Certamente a mais grandiosa exposição montada por Anelli, a Dinos na Oca soma-se a outras realizadas nos últimos anos no Instituto de Geociências da USP e na Estação Ciência, em São Paulo. Especialista em moluscos primitivos, esse paleontólogo de 41 anos descobriu a vocação de divulgador de ciência por acaso, em 1987, quando terminava a graduação em biologia na Universidade Estadual de Londrina, no Paraná. “Eu não tinha idéia do que faria ao terminar o curso e procurei estágio no laboratório de paleontologia do professor André Celligoi”, diz Anelli. “Lá vi diversos fósseis, que resolvi limpar, catalogar e expor na universidade.” De lá para cá ele não parou de tirar os esqueletos das gavetas e buscar formas de usá-los para ensinar a história evolutiva do planeta de maneira lúdica. Sob essa perspectiva, um de seus maiores achados talvez tenha sido uma sala vazia no Instituto de Geociências da USP. Ali Anelli encontrou em 1998 o espaço necessário para ampliar o acesso à coleção de fósseis da USP: criou a Oficina de Réplicas, que reproduz em material plástico cópias idênticas aos ossos petrificados originais que, segundo o paleontólogo, podem ser usadas até mesmo para desenvolver pesquisa. “É como ler a cópia de um livro”, diz.

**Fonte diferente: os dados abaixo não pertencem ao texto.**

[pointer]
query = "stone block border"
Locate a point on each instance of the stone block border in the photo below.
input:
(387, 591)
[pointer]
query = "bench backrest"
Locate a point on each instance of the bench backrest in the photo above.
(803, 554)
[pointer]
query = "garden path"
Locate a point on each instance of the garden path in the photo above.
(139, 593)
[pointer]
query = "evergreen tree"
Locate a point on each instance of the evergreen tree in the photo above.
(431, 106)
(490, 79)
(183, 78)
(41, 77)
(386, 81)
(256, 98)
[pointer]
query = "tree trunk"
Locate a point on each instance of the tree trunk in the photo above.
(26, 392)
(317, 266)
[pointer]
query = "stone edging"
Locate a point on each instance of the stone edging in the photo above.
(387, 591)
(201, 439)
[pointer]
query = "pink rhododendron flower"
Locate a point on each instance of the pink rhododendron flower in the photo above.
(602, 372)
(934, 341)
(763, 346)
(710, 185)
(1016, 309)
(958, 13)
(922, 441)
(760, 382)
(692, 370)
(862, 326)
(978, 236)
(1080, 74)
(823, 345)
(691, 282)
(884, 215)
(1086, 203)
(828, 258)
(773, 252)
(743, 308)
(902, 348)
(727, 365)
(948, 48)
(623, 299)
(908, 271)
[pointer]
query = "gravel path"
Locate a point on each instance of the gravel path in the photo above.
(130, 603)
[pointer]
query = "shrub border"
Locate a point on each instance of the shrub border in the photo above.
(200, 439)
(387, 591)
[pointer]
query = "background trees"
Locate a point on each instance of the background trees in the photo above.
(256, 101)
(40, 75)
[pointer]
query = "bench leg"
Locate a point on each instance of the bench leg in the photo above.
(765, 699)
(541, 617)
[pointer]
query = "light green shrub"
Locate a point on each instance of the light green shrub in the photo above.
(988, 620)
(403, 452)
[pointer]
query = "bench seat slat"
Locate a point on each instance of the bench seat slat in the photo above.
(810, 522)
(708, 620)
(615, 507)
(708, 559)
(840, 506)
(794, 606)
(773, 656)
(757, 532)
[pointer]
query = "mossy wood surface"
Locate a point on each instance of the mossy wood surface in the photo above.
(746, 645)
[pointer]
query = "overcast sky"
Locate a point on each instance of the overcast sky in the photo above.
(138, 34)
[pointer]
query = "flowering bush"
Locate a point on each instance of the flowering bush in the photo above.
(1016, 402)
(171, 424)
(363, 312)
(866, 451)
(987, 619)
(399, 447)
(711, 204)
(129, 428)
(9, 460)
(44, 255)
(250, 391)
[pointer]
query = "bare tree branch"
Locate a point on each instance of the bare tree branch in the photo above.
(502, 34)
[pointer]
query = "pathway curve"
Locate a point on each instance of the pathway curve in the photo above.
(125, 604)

Nesses quase dez anos de atividade da oficina, escolas de diversos estados brasileiros compraram cerca de 17 mil réplicas para ensinar a paleontologia e evolução. Esse trabalho de popularização da ciência é possível, em parte, por causa do acordo que o paleontólogo da USP faz com seus alunos da graduação e da pós-graduação: seus trabalhos não devem permanecer guardados nem circular apenas entre os pesquisadores, na forma de artigos científicos. Alguns deles já se transformaram em livros infantis, como Conhecendo os dinossauros: histórias reunidas, Colorindo a história da vida e Extinção é para sempre: a história dos mamíferos gigantes da América do Sul, adotado como material paradidático pelas secretarias estaduais de Educação de São Paulo e da Bahia. A razão de selecionar crianças e adolescentes como seu público-alvo é óbvia: “É nessa fase que se desperta o interesse pelo mundo”, diz o pesquisador. “Por isso escrevo os livros que gostaria de ter lido quando criança.”